Non-diffusive Heat Conduction in Nano-/Micro-scale Structures

  • Author(s): Wang, Dadong
  • Advisor(s): Ma, Yanbao
  • et al.
Abstract

Rapid progress has been made in the manufacture of microelectronic and thermoelectric devices. With continuous decrease in the size of devices and structures, the manipulation and control of phonon-mediated heat transfer on the nano-/micro-scale is becoming a bottleneck for the development of many nano-/micro-technologies. To advance these technologies, it is necessary to understand the fundamental mechanisms of thermal transport at nano-/micro-scale. The new feature of heat transfer in nano-/micro-scale systems is non-diffusive thermal transport which cannot be described by Fourier’s law. However, current nano-thermometry of non-diffusive heat transfer still focuses on studying the effective thermal conductivity within the framework of Fourier’s law due to a lack of a well-accepted non-diffusive model. The molecular dynamics (MD) and full spectral Boltzmann transport equation (BTE) are unpractical to be applied for experimental data analysis due to their prohibited computational cost. For Gray BTE and other macroscopic models such as Cattaneo-Vernotte (CV) equation, Guyer-Krumhansl (GK) equation, Dual-phase-lag (DPL) equation and et al., they cannot capture the non-diffusive heat transport accurately.

In this thesis we will develop a high-fidelity model that can accurately describe phonon transport at nano-/micro-scale regime and can replace Fourier’s law for experimental data analysis. The new model named enhanced gray (EG) model is derived from the phonon Boltzmann transport equation (BTE) by considering the second-order terms in Taylor expansion of phonon density distribution.
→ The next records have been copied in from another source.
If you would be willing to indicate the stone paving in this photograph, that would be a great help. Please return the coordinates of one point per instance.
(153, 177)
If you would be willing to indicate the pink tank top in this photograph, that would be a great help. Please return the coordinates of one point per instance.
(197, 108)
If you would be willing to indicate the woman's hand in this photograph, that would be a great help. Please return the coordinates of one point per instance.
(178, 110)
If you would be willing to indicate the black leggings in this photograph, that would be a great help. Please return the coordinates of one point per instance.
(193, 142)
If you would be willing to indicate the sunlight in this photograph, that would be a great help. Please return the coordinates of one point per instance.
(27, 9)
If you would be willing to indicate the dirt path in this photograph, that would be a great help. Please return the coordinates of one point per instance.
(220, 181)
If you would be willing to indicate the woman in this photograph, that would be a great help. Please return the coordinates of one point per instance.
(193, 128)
In the proposed enhanced gray BTE (EG-BTE), two parameters associated with inherent material properties, i.e., the ballistic mean free time and the diffusive relaxation time, are used to characterize the non-diffusive nature of heat conduction. Theoretical solutions of EG-BTE

based on Fourier transform are presented in three-dimensional domain for transient thermal grating (TTG) experiments and time domain thermo-reflectance (TDTR) experiments. The reconstructed thermal decays by EG-BTE are in excellent match with the measured signal traces in TTG and TDTR experiments, which demonstrates the validity of our new model. For problems where analytical solutions are not available, an implicit lattice Boltzmann method (LBM) is developed to solve the EG-BTE, which is unconditionally stable and computationally efficient. As an illustrative application, the phonon transport in cryogenic crystals is studied by implicit LBM simulation based on EG-BTE. The heat-pulse experiment conducted in cryogenic crystals observed the only direct evidence of ballistic heat transport. The successive interpretation of this benchmark case by EG-BTE provides a better understanding of the physical nature of non-diffusive heat transfer.

The proposed EG-BTE opens a new avenue to study the unique features of non-diffusive heat transfer. The current interpretations of TDTR experiments is limited by Fourier’s law. For example, the measurements of effective thermal conductivity within the framework of Fourier’s law will provide little insight for non-diffusive heat transfer. By deriving the analytical solution of EG-BTE for TDTR experiments, a new theoretical framework based on EG-BTE that can remove the limit of Fourier law for experimental data analysis is developed and proved. Some unique material thermal properties of non-diffusive heat conduction can be characterized, such as the ballistic mean free time and the diffusive relaxation time. But further development and improvement of the theoretical tool are required to understand other features of non-diffusive heat transfer, such as the interfacial thermal conductance, which can be our future work.